アブドラのように強力な治癒神令が使えて、その上で在野にいる者は少ない。
大抵は神々を奉る神殿法人が抱え込んで、多額の寄付を代償に治癒を行っている事が多いのだ。
「冒険者にとって稼ぎ時のイベントの日に自分から協力を申し出てくれるアブドラさんには、私たち冒険者役場の者は頭が上がりませんよ」
しかもアブドラはほとんど金を受け取らない。1日拘束した分の最低限の人件費くらいしかもらってくれないのである。
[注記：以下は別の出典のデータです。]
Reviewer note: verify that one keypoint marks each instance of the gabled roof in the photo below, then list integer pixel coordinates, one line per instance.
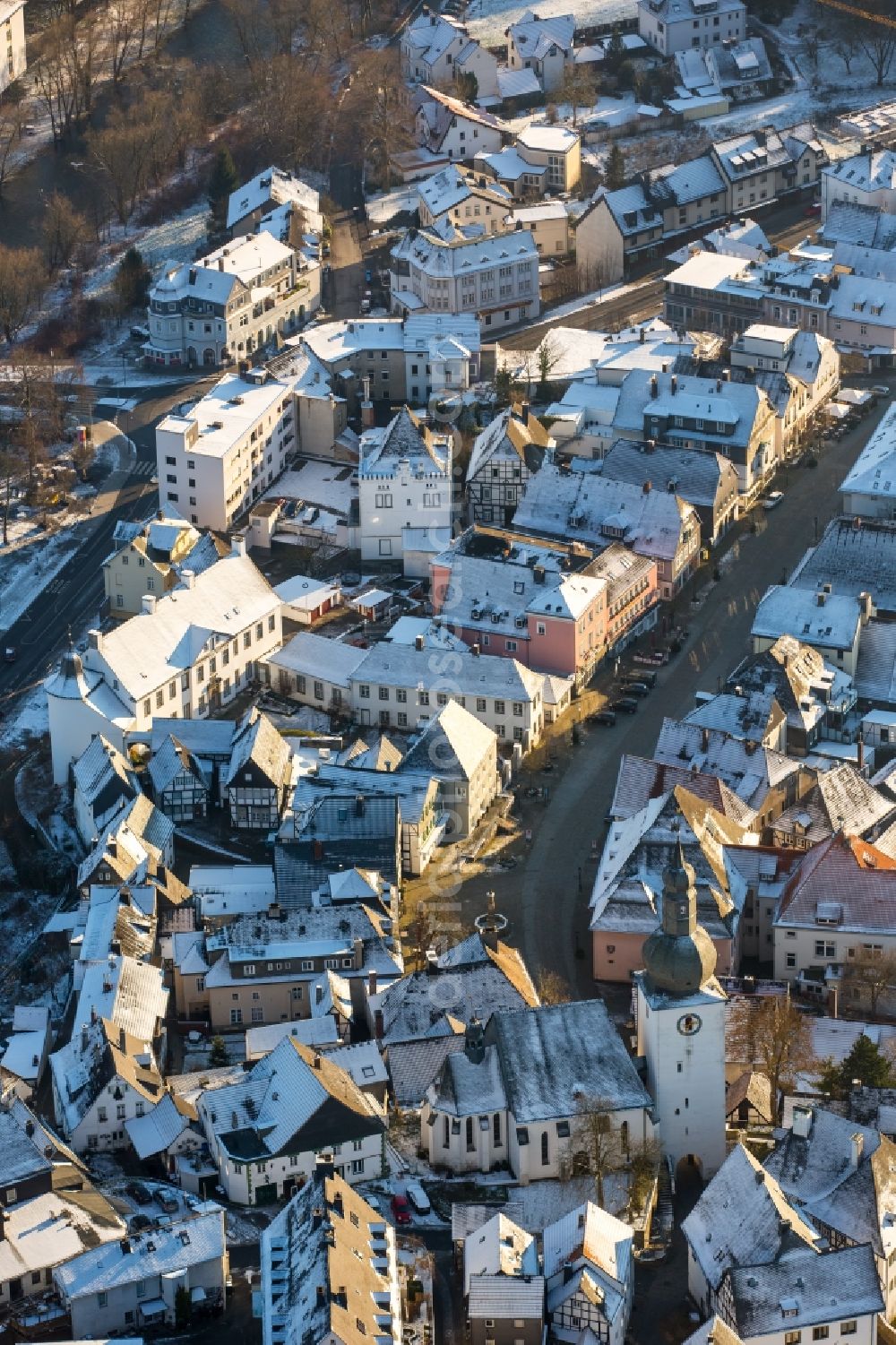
(294, 1100)
(452, 746)
(743, 1218)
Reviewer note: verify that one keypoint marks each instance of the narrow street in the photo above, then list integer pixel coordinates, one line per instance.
(541, 897)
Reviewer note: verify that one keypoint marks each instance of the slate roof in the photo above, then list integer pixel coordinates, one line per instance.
(841, 1283)
(257, 743)
(739, 1219)
(553, 1055)
(292, 1100)
(847, 880)
(452, 746)
(705, 480)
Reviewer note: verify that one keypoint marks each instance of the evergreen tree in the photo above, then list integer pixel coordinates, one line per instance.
(615, 174)
(223, 182)
(131, 281)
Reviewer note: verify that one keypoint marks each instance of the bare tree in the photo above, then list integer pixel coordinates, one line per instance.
(770, 1033)
(868, 977)
(23, 279)
(598, 1146)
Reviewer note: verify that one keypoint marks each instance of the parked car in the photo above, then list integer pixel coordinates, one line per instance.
(139, 1192)
(400, 1210)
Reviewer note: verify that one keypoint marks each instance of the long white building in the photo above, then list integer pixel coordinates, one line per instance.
(223, 306)
(218, 458)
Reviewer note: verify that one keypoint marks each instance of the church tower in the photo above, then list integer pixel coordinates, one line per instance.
(681, 1028)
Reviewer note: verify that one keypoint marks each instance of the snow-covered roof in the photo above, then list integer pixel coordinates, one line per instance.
(158, 1251)
(743, 1218)
(275, 185)
(153, 647)
(51, 1229)
(158, 1129)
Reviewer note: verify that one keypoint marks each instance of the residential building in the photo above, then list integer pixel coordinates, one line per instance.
(260, 773)
(265, 1137)
(555, 148)
(396, 686)
(455, 129)
(504, 1289)
(579, 504)
(869, 487)
(547, 608)
(501, 461)
(185, 655)
(493, 277)
(437, 50)
(831, 623)
(704, 23)
(150, 560)
(134, 1282)
(769, 1229)
(849, 1194)
(458, 195)
(180, 783)
(104, 783)
(628, 892)
(461, 754)
(834, 908)
(590, 1274)
(711, 415)
(218, 458)
(404, 482)
(227, 304)
(702, 478)
(542, 46)
(402, 358)
(330, 1269)
(15, 61)
(268, 190)
(47, 1231)
(863, 179)
(547, 222)
(260, 969)
(488, 1106)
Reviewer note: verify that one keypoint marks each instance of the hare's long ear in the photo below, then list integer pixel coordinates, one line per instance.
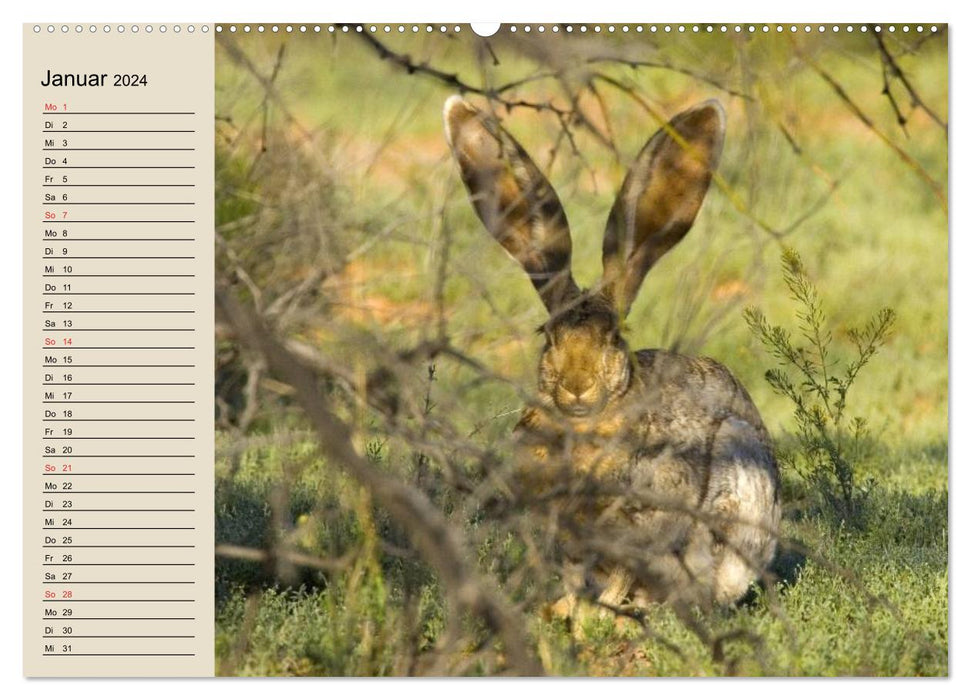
(660, 198)
(515, 202)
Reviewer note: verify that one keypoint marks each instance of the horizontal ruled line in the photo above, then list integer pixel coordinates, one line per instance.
(118, 204)
(118, 131)
(122, 221)
(122, 583)
(143, 456)
(114, 275)
(121, 401)
(117, 636)
(119, 546)
(122, 311)
(73, 564)
(125, 600)
(72, 366)
(118, 384)
(117, 113)
(117, 618)
(119, 167)
(118, 149)
(115, 239)
(72, 491)
(107, 654)
(122, 600)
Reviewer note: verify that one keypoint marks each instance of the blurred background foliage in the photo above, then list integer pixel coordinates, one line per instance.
(341, 218)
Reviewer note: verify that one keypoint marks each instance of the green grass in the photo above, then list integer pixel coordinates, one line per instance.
(870, 602)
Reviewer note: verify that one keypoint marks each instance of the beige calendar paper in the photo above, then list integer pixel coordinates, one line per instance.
(525, 349)
(118, 264)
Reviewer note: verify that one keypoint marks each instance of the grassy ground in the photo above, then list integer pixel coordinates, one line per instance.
(872, 234)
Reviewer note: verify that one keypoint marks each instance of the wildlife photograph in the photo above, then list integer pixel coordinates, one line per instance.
(581, 350)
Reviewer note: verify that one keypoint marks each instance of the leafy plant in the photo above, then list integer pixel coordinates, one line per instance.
(827, 437)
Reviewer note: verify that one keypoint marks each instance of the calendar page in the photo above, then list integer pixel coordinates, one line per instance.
(437, 349)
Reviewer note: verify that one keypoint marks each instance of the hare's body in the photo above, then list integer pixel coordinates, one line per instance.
(684, 459)
(661, 468)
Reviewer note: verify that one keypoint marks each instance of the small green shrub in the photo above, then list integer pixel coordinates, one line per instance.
(829, 441)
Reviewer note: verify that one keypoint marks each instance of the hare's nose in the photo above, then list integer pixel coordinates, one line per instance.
(577, 389)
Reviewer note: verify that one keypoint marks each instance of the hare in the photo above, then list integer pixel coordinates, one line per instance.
(687, 506)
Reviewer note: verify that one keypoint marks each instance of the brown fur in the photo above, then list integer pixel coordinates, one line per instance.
(671, 481)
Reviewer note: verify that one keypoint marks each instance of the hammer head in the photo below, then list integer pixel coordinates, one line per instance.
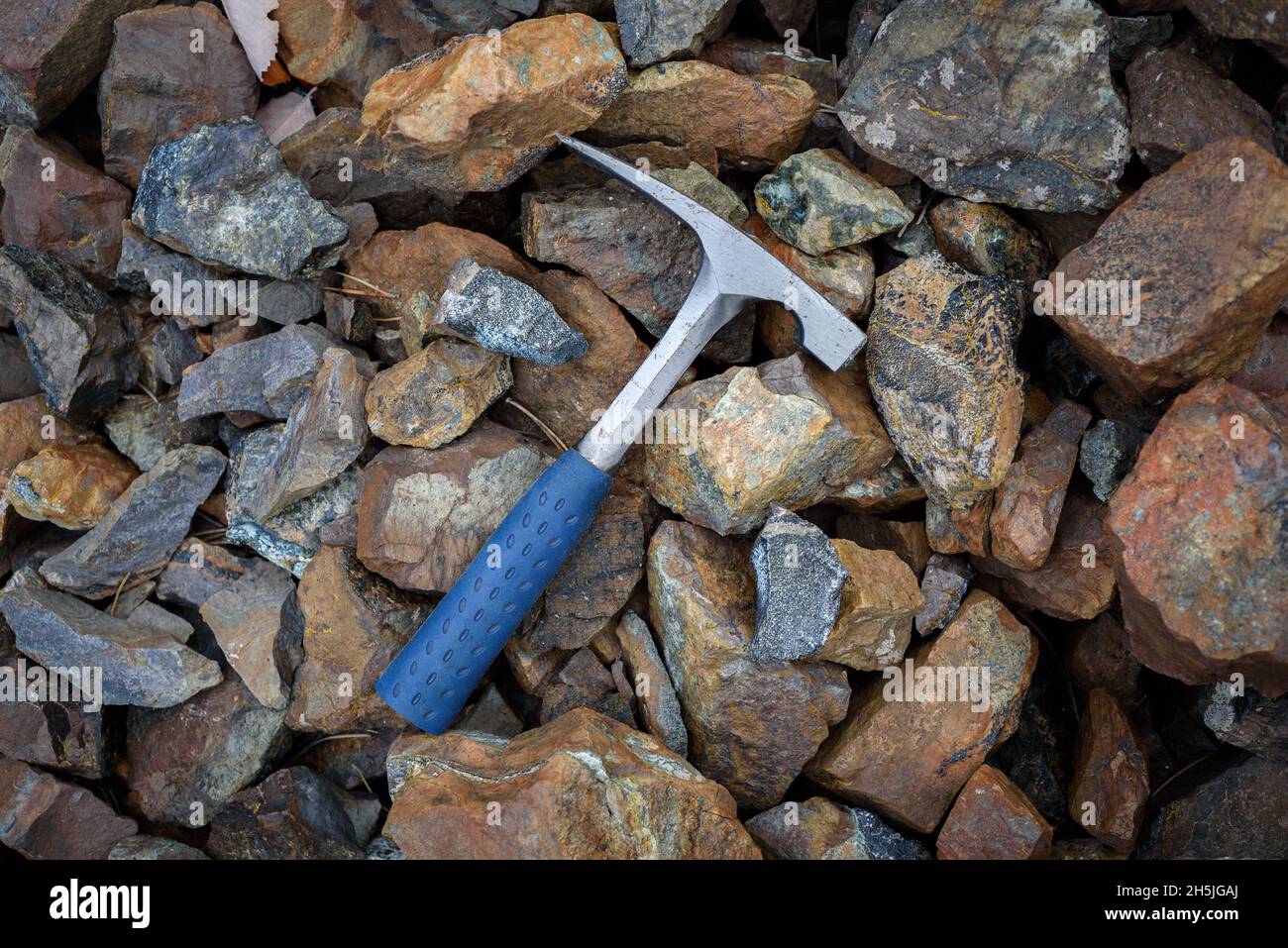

これが神殿だったら時給10万サクル単位で要求して来るのではないかと西郷は思う。
「神殿か、わしゃもう破門されとるけえ、今どげなことになっちょるんか分からんしのお」
ぐび、とジュースを啜って他人事のように言うアブドラ。
「破門された人が治癒の力も腕も良くて無償みたいな額で人助けしてる。……組織化した宗教ってのはどこの世界でも変わらないもんですね。いや、この世界の宗教の基礎を作ったのも私たち〈異繋人〉らしいから言えた話でも無いんですけど」
「……余所の神様はわしゃわからんが、少なくとも地母神様は神殿の所属を条件に力を貸してはくれんようじゃな」
自嘲を絡めて愚痴る西郷に、少しだけ暗い物を含めた表情のアブドラ。
しまった。と西郷は思った。
西郷はこの人の良いドワーフに妙なことを言わせてしまったと後悔し、話を変える。
「……今日は、これからギルドで打ち上げですか?」
「じゃな。ここいらはどこの家もそうじゃろうけど今日明日は鬼肝料理になるのお」
〈鬼の魔窟〉特産の鬼肝は美味だが、一つで4人前は肝料理が出来るし結構腹に来るのだ。
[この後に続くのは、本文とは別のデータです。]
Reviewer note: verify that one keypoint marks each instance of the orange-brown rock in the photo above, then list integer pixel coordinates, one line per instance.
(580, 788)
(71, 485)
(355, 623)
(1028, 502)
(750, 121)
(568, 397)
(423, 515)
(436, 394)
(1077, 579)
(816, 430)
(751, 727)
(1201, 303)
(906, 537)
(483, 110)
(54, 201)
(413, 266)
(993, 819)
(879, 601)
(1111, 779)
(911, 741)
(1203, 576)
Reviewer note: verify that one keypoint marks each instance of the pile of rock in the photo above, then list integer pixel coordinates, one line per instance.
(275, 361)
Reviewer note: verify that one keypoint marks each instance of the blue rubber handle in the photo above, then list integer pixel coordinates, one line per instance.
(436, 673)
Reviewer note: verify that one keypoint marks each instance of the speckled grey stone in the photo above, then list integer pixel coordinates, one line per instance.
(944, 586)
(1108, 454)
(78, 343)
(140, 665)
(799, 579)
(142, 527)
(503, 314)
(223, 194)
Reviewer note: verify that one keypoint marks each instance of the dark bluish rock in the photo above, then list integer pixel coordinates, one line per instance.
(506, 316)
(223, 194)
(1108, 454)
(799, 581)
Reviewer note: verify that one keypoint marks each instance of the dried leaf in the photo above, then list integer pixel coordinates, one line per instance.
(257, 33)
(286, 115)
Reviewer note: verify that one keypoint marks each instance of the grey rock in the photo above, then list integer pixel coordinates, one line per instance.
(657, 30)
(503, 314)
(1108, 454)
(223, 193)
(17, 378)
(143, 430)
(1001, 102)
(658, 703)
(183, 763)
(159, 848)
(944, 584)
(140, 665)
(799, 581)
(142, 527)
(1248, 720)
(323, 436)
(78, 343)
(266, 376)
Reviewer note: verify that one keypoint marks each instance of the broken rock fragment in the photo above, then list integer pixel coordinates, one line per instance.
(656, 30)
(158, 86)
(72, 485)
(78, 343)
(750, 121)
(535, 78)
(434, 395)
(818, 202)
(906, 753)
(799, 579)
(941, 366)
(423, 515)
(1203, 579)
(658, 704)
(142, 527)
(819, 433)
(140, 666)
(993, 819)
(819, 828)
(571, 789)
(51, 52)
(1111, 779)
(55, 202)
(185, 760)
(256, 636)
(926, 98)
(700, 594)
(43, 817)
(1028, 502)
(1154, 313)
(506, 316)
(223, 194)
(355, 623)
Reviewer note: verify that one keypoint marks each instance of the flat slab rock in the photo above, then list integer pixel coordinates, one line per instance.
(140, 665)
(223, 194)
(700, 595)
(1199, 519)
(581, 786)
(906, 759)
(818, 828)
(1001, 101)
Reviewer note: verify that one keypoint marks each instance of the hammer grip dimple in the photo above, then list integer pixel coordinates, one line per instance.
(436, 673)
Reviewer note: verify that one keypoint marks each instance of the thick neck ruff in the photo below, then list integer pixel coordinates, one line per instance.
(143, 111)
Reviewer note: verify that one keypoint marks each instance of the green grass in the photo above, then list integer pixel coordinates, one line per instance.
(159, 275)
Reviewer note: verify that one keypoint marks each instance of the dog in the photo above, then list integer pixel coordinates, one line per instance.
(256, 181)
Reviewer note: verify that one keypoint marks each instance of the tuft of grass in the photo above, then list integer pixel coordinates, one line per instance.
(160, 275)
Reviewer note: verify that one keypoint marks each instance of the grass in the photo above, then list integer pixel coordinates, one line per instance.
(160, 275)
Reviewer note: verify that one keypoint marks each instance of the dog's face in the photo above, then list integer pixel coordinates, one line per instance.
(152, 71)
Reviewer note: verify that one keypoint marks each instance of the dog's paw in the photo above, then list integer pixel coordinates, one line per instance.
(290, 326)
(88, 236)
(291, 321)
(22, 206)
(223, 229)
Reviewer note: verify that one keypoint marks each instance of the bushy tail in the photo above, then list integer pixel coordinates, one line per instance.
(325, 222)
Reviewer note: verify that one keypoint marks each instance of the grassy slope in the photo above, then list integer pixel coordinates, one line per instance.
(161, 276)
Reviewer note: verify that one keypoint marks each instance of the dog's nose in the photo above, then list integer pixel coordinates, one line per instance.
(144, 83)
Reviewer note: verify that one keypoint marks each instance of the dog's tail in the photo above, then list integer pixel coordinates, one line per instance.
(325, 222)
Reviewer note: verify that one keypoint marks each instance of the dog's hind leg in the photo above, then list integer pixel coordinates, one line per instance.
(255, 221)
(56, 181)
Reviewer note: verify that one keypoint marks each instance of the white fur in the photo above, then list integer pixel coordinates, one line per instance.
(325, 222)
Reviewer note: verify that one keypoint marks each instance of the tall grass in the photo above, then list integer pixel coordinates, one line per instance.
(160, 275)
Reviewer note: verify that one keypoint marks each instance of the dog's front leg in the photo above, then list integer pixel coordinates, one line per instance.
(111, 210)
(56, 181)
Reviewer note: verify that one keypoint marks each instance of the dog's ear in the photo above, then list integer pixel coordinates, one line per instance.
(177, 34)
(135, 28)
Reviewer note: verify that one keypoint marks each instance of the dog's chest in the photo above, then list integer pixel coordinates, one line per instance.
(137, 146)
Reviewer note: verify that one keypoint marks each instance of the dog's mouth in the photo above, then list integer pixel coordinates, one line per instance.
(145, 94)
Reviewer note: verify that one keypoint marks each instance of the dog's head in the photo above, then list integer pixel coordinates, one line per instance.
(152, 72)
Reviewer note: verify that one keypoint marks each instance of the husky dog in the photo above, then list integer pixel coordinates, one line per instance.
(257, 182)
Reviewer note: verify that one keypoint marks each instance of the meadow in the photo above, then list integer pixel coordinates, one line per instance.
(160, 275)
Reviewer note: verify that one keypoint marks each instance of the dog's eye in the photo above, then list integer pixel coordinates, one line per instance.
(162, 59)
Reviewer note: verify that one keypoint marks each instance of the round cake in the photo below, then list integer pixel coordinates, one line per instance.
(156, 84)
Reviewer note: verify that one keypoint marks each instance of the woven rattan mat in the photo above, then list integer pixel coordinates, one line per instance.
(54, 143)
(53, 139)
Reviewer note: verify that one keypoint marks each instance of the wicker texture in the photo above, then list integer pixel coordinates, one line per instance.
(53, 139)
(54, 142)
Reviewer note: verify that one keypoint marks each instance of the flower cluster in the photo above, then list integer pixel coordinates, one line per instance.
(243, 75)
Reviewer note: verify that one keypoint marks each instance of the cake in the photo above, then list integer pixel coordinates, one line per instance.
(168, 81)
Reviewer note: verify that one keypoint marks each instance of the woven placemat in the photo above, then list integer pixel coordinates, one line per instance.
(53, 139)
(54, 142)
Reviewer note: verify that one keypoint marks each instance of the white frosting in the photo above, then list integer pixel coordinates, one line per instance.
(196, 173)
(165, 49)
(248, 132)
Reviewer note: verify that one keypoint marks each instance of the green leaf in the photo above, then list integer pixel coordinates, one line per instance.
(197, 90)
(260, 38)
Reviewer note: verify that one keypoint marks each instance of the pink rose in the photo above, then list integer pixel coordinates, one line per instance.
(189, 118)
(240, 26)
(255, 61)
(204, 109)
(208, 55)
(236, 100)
狩りに出ていない彼らはともかく、散々狩った冒険者たちが値下がりした肝をどう処理するのか。
少し意地悪い想像をして二人で笑った。
「じゃあ、わしゃこれで上らせてもらうけえ」
「はい。今日の報酬は口座に入れておきますので――」
双方会釈して別れようとした所で、
「……待ってくれ、アブドラ」
低い声が、二人にかけられた。
振り返ると、小柄な人物を抱えた大男が立っていた。
「あれ、ベネット?」
「おお、ベン君か。どげしたんじゃそれ」
大男ことベネットは、西郷にとっては居候先の家主であり、アブドラにとってはたまに一緒に仕事をする友人だった。
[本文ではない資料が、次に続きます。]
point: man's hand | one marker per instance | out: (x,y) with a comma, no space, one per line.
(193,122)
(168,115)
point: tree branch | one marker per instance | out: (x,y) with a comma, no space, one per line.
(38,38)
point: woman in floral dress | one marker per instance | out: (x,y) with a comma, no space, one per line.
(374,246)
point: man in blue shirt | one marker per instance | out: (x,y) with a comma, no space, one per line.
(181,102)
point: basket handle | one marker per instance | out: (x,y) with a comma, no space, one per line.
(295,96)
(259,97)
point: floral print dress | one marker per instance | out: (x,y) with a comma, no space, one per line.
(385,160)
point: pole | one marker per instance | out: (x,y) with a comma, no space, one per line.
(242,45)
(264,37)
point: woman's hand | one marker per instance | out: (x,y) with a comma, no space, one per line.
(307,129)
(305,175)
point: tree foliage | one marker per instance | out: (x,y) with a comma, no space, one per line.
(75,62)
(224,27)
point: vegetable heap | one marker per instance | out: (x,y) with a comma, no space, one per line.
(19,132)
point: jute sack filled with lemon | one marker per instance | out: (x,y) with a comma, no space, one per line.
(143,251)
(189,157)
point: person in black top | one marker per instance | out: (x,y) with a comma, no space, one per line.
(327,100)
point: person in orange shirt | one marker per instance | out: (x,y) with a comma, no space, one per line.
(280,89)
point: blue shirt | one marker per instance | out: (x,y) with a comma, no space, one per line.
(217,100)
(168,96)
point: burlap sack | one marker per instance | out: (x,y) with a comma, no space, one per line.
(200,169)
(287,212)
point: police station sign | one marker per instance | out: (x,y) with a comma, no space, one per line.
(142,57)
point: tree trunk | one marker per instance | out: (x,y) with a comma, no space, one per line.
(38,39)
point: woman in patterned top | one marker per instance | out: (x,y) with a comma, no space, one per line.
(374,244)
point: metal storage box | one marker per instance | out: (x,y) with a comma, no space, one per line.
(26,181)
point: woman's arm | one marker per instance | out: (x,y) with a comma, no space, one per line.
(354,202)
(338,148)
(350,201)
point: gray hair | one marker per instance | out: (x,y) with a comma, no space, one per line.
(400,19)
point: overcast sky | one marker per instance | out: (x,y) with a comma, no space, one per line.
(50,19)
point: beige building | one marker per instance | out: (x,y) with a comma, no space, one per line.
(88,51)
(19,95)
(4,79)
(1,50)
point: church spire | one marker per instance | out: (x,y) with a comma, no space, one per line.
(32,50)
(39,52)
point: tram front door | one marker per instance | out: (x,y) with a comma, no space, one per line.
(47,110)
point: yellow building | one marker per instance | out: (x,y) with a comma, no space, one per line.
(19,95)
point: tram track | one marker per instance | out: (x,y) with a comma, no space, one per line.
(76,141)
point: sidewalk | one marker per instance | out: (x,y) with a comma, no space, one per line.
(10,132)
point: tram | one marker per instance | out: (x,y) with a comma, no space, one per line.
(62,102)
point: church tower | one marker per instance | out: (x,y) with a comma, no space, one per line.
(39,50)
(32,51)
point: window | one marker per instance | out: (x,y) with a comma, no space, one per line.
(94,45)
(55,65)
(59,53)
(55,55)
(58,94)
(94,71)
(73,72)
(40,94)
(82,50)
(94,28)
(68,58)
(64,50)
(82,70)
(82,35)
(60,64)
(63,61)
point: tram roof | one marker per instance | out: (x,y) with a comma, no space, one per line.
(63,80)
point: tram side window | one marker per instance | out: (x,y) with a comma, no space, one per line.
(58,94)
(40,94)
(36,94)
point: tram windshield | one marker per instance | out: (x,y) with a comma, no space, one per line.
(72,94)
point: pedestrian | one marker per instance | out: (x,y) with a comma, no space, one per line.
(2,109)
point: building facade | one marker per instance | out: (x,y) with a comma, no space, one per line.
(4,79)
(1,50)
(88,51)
西郷は今日は別々に帰宅する予定だったため、どうしたのかと眉を上げる。
アブドラは抱えられた人物を気にかける。
ドワーフは鼻が良い人種ではないが、彼に限っては治癒神令の使い手であるため、嗅ぎ慣れた血の匂いを感知したのだ。
「……近くで拾ったんだ」
「犬猫みたいに言うわね」
「愛美、ちょっと黙っていてくれ」
いつになく真剣な声と表情のベネットに、茶化した西郷はどきりとして一歩退いてしまう。
伸ばした前髪から覗く眼が強い意志を伝えて来る。
慣れた西郷が相手でも、ちょっとしたことで視線を逸らす癖を見せるベネットにしては珍しいことだった。
「……この子供を治してやって欲しい」
ベネットが抱えていた人物を見せられ、その悲惨な有様に西郷とアブドラは顔をしかめた。
――歯は足りとった。元から虫歯一つ無かったようじゃけえ、楽に繋がったわ。
――……そうか、良かった。……生やすのは痛いからな
――去年ベン君のを生やした時はひどかったからのお
――……いっそ殺せと、割と本気で思った
――はは。さて、わしゃそろそろ去ぬるわ。仲間待たせとるけえ
――……分かった。礼にこれを
――こりゃあ、結構する酒じゃろ? この子は見ず知らずの子供言うとらんかったか?
――……そうだ。だが、この少年には「恩」と「借り」が出来た。恩人を救ってくれた分だ。持って行ってくれ
――すっきりした顔しおって。ベン君がええならええじゃろ、ありがたく頂くわい。
喋り声と、ドアの閉まる音。
丘崎は、それに反応して目を覚ました。
「あ、起きた?」
西郷が言う。
丘崎はベッドに寝かされていた上半身を起こすと、意識を失う前と違ってすっきりした視界に違和感を感じて顔をぺたぺたと触る。
顔の腫れが無くなっている。
潰されたはずの鼻が元に戻っている。
舌が折れたはずの前歯に当たり、砕かれた顎が動く。
顔を触れる右手の指も、左腕も折れていない。
膝の熱は感じないし、折れた肋骨が内臓に刺さる痛みも無い。
ついでに、泥に汚れた体も拭われ、今は小奇麗なシャツとゆったりしたズボンを履かせてもらっているようだ。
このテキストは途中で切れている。